Il sistema David O. Russell è facile da riconoscere. Si regge essenzialmente sull’alchimia che la regia e la macchina da presa riesce di volta in volta a creare con gli attori e il testo della sceneggiatura. A seconda dei casi funziona bene (Il lato positivo), benissimo (American HustleL’apparenza inganna) e in alcuni gira semplicemente a vuoto (Le strane coincidenze della vita). A Russell sostanzialmente piace giocare con un’idea di cinema a suo modo semplice ma che nel quadro del cinema statunitense attuale funziona come una sorta di incanto ingenuo retroattivo. Per godere infatti della «vera» storia dell’inventrice del vilissimo mocio, una scommessa per la quale, inutile negarlo, è necessario una particolare dose di sfacciato coraggio, bisogna semplicemente arrendersi all’euforico entusiasmo di Russell che, incurante delle critiche, continua film dopo film a fare le cose che lo divertono di più.

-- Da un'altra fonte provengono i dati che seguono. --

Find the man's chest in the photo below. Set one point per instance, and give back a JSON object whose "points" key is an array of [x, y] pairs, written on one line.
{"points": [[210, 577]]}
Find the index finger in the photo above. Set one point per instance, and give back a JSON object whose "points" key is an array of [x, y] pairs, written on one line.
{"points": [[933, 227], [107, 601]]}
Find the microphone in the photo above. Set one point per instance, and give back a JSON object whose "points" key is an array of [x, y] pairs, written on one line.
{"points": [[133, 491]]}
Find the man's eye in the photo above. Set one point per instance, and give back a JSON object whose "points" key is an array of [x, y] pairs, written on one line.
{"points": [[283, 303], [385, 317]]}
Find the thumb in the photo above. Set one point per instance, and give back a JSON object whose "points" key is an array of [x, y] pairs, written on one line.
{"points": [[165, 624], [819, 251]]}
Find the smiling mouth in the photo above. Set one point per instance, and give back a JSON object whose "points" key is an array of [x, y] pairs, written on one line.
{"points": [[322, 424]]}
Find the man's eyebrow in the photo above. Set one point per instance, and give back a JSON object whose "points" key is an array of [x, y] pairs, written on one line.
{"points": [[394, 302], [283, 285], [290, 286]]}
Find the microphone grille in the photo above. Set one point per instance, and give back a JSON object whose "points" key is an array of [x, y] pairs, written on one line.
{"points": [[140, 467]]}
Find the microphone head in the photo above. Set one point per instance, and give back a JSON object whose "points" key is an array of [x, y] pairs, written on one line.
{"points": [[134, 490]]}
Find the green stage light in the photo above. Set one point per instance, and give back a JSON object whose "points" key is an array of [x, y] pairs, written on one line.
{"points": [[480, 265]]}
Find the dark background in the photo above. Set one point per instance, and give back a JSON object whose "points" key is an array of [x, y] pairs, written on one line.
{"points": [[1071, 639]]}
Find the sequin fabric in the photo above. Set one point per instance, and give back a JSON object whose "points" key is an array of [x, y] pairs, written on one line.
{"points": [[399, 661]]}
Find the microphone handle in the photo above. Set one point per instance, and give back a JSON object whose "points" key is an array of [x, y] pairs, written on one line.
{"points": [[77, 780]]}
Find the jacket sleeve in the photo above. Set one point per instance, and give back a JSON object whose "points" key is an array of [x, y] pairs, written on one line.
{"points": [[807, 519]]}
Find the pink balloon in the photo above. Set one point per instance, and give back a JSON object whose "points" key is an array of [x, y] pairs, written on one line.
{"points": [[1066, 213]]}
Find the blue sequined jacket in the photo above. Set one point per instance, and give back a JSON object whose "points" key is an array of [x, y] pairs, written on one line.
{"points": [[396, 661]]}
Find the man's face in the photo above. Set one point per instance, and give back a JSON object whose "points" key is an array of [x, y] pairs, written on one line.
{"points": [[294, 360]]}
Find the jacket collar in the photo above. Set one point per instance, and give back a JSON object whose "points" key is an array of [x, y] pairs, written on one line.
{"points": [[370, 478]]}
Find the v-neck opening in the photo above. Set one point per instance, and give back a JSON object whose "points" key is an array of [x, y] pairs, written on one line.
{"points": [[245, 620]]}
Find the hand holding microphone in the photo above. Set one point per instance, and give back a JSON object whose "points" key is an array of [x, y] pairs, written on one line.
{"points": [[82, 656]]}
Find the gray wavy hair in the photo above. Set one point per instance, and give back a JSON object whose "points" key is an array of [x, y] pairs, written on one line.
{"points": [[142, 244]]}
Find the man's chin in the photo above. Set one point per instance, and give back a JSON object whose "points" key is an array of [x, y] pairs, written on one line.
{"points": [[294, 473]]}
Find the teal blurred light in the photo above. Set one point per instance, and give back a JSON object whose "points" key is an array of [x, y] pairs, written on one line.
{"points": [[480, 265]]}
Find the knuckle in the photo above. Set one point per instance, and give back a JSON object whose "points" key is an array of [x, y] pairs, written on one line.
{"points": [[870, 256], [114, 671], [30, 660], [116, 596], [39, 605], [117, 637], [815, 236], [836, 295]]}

È evidente che si tratta di un’idea di cinema sostanzialmente autoreferenziale che gode, indifferente all’obiezione che non lo dovrebbe fare, e che soprattutto non ne ha alcuna ragione per farlo, delle motivazioni che lo rendono possibile. Eppure non si può non tacere della straordinaria capacità strettamente tecnica di Russell di orchestrare il racconto con un’abilità pressoché diabolica nel suo spudorato virtuosismo esibito. Succedono più cose nei primi ventisette minuti di Joy che in un qualsiasi altro film dalle medesime ambizioni commerciali attualmente in circolazione.

L’abilità con il quale il regista mette in scena un universo che sembra essere la versione blanda di un incubo borghese sciacquato all’acqua di rose di un John Waters pacificato, permettendo all’universo delle soap opera di entrare e uscire dalla vita dei protagonisti, creando in questo modo un effetto sottilmente allucinatorio, non è assolutamente merce comune.

Inutile sottolineare che quello di Russell è piacere sottilmente sovversivo nell’avvelenare la glassa caramellosa con la quale si compiace di ricoprire le sue immagini. Soprattutto il rapporto fra sonoro e immagini è gestito in maniera attenta e sottilmente disgiunto. E tutto ciò è solo nella prima mezz’ora. È altrettanto vero che progressivamente il film s’incunea in una narrazione più tradizionale e che il gioco degli attori si fa più compiaciuto. D’altronde tenere in piedi un simile registro che corteggia spudoratamente il kitsch – intuito come forma di un sentire piccolo borghese di provincia – senza sbandare di tanto in tanto è impresa che riesce solo ai più dotati. Ciò che tiene viva l’attenzione è il tentativo costante, quasi contro la materia del film stesso, di reinventare lo spazio dell’ansia di rivalsa borghese frustrata da una vita di fallimenti.

In questo senso il cast offre molti motivi di puro piacere (se visto in originale, va da sé…). A prescindere da Jennifer Lawrence, sempre in palla, come non ammirare Virginia Madsen e Diane Ladd che indossano l’aura dei loro giorni migliori con una dolente dignità elegante che fa il paio solo con la glaciale fissità di Susan Lucci e Laura Wright (le Danica e Clarinda della vera/falsa soap opera).

Persino le smorfie autunnali di Robert De Niro per una volta trovano una ragione d’essere più convincente del solito. Joy, a conti fatti, non è altro che la versione attuale e adeguata al cinema hollywoodiano d’oggi di un sogno americano un po’ inacidito, dove lo sberleffo agrodolce di Russell riscalda quasi come l’ottimismo doc di Frank Capra (basti pensare alla polizia che sequestra i mocio illegali). Certo, tutto può risultare persino irritante o indigesto. Eppure: il film di Russell funziona e a tratti persino molto bene (basti pensare a Edgar Ramirez). Non sarà un’idea di cinema rivoluzionaria; ma se funziona perché preoccuparsi di ripararla?